The professor smiled. Cruelly. "Correct. Also Minneapolis."

"Miserable death?" Davis asked.

He nodded. "Decidedly unpleasant."

"Reversible?"

Pasternak shook his head. "Once the succinylcholine is in the bloodstream, there's nothing you can do about it… well, theoretically you could put the guy on a ventilator and breathe for him until the drug metabolizes — I've seen that done with Pavulon in an OR — but that would be a stretch. Theoretically possible to survive, but very, very unlikely. People have survived being shot right between the eyes, gentlemen, but it's not exactly common."

"How hard do you have to hit your target?" Davis asked.

"Not very, just a good poke. Enough to penetrate his clothing. A thick coat might be a problem because of the length of the needle. But ordinary business wear, no problem."

"Is anyone immune to the drug?" Hendley asked.

"Not to this one, no. That would be one in a billion."

"No chance he'd make noise?"

"As I explained, it's like a bee sting at most — more than a mosquito, but not enough to make a man cry out in pain. At most, you'd expect for the victim to be puzzled, maybe to turn around and see what caused it, but your agent will be walking away normally, not running. Under those conditions, without a target to yell at, and since the initial discomfort is transitory, the most likely reaction is to rub the spot and walk on… for about, oh, ten yards or so."

"So, rapid-acting, lethal, and undetectable, right?"

"All of the above," Dr. Pasternak agreed.

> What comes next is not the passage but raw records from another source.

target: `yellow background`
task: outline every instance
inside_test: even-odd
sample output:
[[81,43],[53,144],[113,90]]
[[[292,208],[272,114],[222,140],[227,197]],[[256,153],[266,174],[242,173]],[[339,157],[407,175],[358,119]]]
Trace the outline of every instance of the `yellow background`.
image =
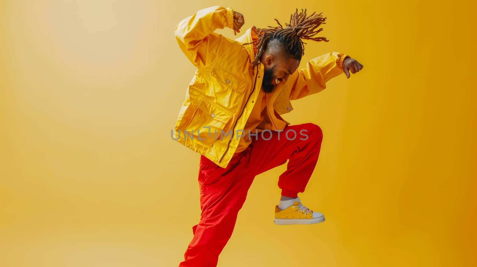
[[301,197],[326,221],[273,224],[286,166],[269,171],[218,266],[476,266],[476,7],[293,2],[2,1],[0,266],[178,265],[199,155],[170,137],[195,71],[174,29],[215,5],[244,29],[322,12],[330,41],[301,67],[330,51],[364,66],[285,117],[323,130]]

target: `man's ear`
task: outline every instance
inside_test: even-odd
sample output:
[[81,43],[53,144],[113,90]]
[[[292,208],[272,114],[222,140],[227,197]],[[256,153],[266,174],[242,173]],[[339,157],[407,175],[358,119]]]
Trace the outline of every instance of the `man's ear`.
[[268,66],[271,66],[274,61],[275,61],[275,58],[271,55],[269,55],[265,58],[265,63]]

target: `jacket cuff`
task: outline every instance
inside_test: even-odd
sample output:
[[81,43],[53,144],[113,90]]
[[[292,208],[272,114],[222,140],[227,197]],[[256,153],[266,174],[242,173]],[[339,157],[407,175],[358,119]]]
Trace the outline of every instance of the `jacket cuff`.
[[230,29],[234,28],[234,11],[232,8],[227,8],[227,25]]
[[344,62],[344,59],[347,59],[348,58],[351,58],[351,57],[347,55],[343,54],[342,56],[340,57],[340,58],[338,59],[336,61],[336,65],[338,67],[342,69],[343,68],[343,62]]

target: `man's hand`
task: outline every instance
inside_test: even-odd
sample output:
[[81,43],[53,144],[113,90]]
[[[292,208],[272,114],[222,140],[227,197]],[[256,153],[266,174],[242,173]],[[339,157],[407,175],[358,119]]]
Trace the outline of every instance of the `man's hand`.
[[349,79],[350,70],[353,74],[356,73],[363,69],[363,66],[361,63],[357,61],[356,59],[353,59],[351,58],[347,58],[343,62],[343,71],[346,75],[346,79]]
[[235,31],[236,30],[237,32],[240,32],[238,30],[240,28],[242,28],[243,24],[245,23],[245,20],[243,18],[243,15],[241,14],[238,13],[238,12],[234,11],[234,34],[237,35],[235,33]]

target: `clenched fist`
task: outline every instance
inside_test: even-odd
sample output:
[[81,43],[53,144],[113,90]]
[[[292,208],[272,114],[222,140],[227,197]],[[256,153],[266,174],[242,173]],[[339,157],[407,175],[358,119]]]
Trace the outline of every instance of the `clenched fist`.
[[243,15],[241,14],[238,13],[238,12],[234,11],[234,33],[235,33],[235,31],[236,30],[237,32],[240,32],[240,30],[238,30],[240,28],[242,28],[243,24],[245,23],[245,20],[243,18]]
[[343,62],[343,71],[346,75],[346,79],[349,79],[350,70],[353,74],[356,73],[363,69],[363,66],[361,63],[351,58],[347,58]]

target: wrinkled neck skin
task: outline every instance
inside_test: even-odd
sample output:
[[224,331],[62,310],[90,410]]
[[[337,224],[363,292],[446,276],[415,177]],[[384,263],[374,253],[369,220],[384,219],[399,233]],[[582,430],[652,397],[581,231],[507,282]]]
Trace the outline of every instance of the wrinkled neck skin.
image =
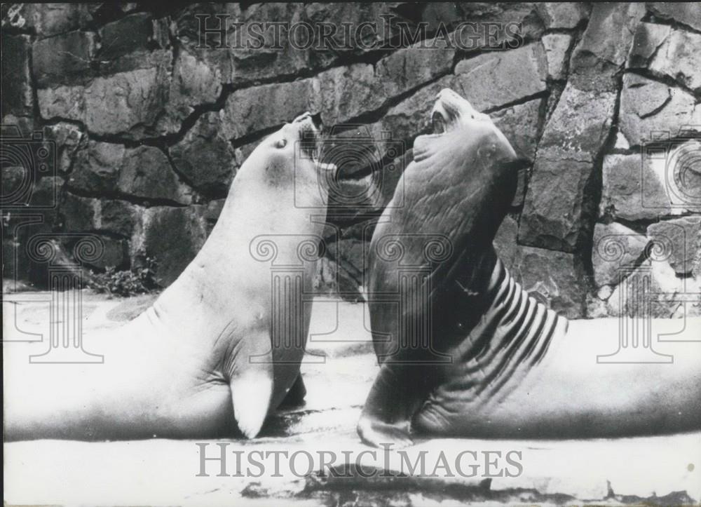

"How do you reload it?" Davis required. Damn, how has CIA not developed something this good? he wondered. Or KGB, for that matter.

"You unscrew the barrel, like this" — he demonstrated—"and take it apart. You use an ordinary syringe to inject a new supply of the drug, and swap out the gas charge. These little gas capsules are the only hard part to manufacture. You toss the used one into a trash can or the gutter — they're only four millimeters long and two millimeters wide — and reinsert the fresh one. When you screw in the replacement, a little spike in the back of the barrel punctures it and recharges the system. The gas capsules are coated with sticky stuff to make them harder to drop." And just that fast, the blue one was "hot" except for the absence of succinylcholine. "You want to be careful with the syringe, of course, but you'd have to be pretty stupid to stick yourself. If you cover your man as a diabetic, you can explain away the presence of syringes. There's an ID card to get insulin refills that works just about anywhere in the world, and diabetes has no outward symptoms."

"Damn, Doc," Tom Davis observed. "Anything else you could deliver this way?"